27.2 The Domain of Application-Level Security
A classical and increasingly popular example of a non-functional concern is security. Security is a broad domain; we focus our research on the engineering of application-level1 security requirements including authentication, auditing, authorization, confidentiality, integrity and non-repudiation. Security is a challenging application domain, particularly since many security experts are uneasy about trying to isolate security-related concerns. The primary reason for this discomfort is that security is a pervasive concern in software systems. Indeed, separating security-related concerns such as access control is difficult to achieve with state-of-the-art software engineering techniques.
A major cause of this pervasiveness is the structural difference between application logic and security logic. For example, the code to write relevant events to an audit log or the code that realizes an access control model is often spread among many classes. Attempts to modularize security concerns have been ongoing for many years. While the community has succeeded in modularizing the implementation of security mechanisms, where and when to call a given security mechanism in an application has not been adequately addressed. Furthermore, the crosscutting nature of security relates not only to the diversity of specific places where security mechanisms are to be called but also to the context of calls: Some security mechanisms require information that is not localized in the application. For instance, consider communication encryption within an application: the keys to be used for this purpose are typically linked to a user or principal that is somehow represented in the application. Key selection often depends on the specific communication channel and hence requires connection or host information. Initialization vectors and other security state information is often contained in the security mechanism itself. Finally, the actual data to protect may be scattered over several locations in the application.

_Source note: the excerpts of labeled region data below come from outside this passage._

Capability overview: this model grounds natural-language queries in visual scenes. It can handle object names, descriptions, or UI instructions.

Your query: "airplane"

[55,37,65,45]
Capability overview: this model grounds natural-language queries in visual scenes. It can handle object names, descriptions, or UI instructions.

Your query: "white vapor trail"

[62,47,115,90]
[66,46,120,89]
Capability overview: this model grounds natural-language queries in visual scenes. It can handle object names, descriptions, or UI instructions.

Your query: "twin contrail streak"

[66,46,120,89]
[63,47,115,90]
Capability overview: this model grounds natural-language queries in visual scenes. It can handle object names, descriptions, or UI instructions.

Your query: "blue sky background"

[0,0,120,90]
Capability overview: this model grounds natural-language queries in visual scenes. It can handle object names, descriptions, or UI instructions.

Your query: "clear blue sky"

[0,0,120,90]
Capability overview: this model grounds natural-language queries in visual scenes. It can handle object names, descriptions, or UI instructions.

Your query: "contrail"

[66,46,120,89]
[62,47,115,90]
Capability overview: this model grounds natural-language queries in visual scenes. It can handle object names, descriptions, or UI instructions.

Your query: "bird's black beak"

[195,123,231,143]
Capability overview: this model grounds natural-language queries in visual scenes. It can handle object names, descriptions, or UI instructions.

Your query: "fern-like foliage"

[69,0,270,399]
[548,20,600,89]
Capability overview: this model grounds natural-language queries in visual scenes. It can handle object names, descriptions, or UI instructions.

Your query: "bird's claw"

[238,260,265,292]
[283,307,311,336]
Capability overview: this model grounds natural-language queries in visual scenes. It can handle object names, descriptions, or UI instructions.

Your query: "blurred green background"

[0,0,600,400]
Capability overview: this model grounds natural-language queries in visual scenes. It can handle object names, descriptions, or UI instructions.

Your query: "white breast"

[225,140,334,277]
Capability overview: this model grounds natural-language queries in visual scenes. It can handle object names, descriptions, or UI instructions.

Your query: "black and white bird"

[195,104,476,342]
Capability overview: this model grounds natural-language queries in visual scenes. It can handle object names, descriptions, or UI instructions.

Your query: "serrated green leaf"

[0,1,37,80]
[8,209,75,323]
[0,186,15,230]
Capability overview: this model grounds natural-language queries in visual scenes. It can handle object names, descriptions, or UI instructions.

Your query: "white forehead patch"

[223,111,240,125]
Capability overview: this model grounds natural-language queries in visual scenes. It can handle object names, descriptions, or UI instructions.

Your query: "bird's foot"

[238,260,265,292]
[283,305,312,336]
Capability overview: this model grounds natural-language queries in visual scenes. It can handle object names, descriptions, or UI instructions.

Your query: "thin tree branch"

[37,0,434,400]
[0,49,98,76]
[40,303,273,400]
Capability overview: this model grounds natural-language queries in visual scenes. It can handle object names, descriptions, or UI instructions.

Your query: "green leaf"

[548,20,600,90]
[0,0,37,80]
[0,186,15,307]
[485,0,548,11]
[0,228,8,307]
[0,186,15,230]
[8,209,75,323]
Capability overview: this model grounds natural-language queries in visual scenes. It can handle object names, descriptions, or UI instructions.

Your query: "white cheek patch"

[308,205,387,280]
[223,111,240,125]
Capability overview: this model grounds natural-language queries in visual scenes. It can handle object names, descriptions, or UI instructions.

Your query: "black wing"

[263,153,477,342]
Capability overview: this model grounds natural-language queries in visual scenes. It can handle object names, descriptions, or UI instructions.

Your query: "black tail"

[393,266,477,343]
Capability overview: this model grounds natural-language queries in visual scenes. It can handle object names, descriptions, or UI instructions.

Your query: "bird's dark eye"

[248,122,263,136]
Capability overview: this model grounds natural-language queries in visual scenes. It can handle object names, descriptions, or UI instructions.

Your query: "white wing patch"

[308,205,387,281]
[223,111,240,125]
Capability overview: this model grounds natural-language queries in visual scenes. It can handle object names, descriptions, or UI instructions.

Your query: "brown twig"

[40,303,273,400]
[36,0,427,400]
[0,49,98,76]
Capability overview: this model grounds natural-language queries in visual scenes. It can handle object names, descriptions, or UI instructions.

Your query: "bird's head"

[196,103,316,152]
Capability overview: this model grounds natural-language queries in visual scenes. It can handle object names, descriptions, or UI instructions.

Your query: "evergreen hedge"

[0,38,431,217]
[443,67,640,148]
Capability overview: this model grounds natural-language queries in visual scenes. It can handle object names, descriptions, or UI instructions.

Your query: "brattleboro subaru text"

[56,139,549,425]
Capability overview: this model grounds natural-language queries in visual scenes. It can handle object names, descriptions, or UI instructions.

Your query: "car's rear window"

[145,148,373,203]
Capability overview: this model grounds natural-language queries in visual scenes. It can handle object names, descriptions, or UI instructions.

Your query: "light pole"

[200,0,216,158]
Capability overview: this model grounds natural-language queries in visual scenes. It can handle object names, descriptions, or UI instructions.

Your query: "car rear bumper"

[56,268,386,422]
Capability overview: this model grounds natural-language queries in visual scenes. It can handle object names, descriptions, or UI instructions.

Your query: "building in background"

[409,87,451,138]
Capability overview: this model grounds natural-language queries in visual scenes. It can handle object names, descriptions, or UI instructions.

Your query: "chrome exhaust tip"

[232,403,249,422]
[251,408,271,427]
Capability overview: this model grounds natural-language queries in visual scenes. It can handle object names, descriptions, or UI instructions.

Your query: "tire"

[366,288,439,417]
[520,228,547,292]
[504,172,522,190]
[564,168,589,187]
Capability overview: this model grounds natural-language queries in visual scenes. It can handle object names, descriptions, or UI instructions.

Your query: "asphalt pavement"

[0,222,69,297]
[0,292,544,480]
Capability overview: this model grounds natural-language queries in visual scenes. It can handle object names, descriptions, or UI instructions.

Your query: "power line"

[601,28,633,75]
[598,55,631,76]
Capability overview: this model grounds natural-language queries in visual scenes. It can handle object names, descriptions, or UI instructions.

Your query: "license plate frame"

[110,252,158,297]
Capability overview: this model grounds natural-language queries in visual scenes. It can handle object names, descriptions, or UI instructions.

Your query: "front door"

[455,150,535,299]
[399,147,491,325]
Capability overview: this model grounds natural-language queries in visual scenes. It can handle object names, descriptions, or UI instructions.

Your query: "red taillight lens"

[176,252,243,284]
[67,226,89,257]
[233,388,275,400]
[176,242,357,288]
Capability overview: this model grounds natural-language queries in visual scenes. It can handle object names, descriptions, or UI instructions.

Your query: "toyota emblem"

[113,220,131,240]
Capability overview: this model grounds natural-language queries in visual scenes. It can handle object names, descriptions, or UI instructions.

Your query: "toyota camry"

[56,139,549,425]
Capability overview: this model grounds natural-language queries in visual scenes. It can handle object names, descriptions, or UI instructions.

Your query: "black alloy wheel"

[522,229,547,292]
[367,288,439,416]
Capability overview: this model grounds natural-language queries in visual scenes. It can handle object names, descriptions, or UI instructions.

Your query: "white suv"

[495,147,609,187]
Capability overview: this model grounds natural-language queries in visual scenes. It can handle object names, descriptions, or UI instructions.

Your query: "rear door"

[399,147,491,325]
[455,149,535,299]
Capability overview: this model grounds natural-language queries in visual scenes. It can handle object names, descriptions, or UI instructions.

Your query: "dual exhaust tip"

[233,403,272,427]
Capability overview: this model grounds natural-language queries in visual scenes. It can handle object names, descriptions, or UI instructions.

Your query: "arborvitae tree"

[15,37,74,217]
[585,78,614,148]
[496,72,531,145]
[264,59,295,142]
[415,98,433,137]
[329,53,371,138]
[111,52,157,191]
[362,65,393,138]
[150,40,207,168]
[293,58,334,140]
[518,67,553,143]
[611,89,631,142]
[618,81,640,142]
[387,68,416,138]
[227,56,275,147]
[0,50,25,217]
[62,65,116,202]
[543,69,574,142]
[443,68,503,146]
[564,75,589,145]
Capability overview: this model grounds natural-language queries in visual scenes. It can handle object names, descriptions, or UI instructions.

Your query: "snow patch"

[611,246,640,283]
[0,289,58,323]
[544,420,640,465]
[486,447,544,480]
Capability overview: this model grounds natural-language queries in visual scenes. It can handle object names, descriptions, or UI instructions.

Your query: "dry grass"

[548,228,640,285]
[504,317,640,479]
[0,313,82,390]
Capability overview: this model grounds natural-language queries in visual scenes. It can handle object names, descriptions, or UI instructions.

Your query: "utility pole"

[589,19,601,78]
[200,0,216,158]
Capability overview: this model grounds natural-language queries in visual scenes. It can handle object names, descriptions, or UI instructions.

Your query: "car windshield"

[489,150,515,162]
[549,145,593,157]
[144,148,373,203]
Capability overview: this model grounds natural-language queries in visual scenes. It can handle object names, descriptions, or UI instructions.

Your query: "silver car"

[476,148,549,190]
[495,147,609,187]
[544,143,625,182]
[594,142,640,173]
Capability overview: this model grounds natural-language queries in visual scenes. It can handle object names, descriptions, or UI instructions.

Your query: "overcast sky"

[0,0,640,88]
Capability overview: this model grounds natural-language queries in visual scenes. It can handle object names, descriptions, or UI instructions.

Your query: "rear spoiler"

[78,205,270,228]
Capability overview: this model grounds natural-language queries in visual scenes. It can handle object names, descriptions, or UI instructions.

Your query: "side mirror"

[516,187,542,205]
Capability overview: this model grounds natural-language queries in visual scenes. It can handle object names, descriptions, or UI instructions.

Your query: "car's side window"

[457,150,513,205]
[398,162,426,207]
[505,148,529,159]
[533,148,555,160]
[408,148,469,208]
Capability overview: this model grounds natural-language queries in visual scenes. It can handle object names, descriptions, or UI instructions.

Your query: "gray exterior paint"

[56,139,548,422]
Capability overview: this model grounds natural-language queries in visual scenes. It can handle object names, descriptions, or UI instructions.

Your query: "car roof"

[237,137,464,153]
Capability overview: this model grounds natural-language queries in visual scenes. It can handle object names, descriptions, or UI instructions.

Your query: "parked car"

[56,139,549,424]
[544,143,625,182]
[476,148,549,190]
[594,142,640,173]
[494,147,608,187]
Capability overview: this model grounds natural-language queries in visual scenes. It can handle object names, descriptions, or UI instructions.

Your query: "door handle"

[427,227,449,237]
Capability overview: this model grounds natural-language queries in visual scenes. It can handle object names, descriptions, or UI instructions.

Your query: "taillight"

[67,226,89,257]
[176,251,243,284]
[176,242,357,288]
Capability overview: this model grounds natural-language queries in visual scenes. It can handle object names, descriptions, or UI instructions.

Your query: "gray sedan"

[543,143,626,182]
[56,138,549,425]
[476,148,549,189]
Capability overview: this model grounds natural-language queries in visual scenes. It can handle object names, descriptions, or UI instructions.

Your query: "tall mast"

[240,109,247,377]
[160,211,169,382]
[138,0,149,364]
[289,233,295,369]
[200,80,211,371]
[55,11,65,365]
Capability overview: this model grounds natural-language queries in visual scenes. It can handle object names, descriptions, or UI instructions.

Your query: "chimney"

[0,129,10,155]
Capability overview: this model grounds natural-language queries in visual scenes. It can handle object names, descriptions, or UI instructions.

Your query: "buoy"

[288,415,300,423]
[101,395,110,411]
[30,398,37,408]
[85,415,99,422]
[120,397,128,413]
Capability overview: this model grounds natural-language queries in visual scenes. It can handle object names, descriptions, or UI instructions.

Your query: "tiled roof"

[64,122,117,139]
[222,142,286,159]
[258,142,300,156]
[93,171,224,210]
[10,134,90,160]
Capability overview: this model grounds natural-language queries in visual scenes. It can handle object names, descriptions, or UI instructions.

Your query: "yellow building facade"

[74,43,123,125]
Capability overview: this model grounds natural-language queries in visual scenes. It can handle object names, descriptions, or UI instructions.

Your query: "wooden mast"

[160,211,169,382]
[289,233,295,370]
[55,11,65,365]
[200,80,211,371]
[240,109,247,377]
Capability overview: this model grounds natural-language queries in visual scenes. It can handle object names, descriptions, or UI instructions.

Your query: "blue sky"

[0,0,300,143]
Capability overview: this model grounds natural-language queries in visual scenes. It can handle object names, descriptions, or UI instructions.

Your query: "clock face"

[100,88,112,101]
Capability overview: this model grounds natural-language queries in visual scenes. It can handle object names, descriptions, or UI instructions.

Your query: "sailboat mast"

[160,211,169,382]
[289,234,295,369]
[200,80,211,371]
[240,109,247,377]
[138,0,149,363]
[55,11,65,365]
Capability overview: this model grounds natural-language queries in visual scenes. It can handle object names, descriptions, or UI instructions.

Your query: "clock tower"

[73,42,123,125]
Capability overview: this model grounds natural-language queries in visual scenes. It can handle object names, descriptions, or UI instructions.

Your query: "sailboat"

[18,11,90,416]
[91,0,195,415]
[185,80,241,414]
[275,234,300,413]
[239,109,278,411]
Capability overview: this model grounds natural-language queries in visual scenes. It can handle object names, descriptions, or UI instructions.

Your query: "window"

Application-level security is an appealing but also a difficult candidate for validating AOP techniques because of its inherent complexity. In this validation, it is important to assess the flexibility for reuse and maintenance that a proposed mechanism provides. Given the prevailing heterogeneity of application domains and environments, there is a clear need to reuse security solutions. The extra importance of maintenance may require some further explanation. The Common Criteria  and their predecessors argue for considering security from the start of the system development process. However, history shows that for systems of moderate to high complexity, the idea of building a secure system from scratch is utopian. Unanticipated threats always arise during the lifetime of the system, both because the initial threat analysis was incomplete and because the environment in which the software operates changes. Some form of patching or updating the system is always necessary. Moreover, building a very secure system from the start makes an application complex and expensive, often beyond the economic resources of the developing organization.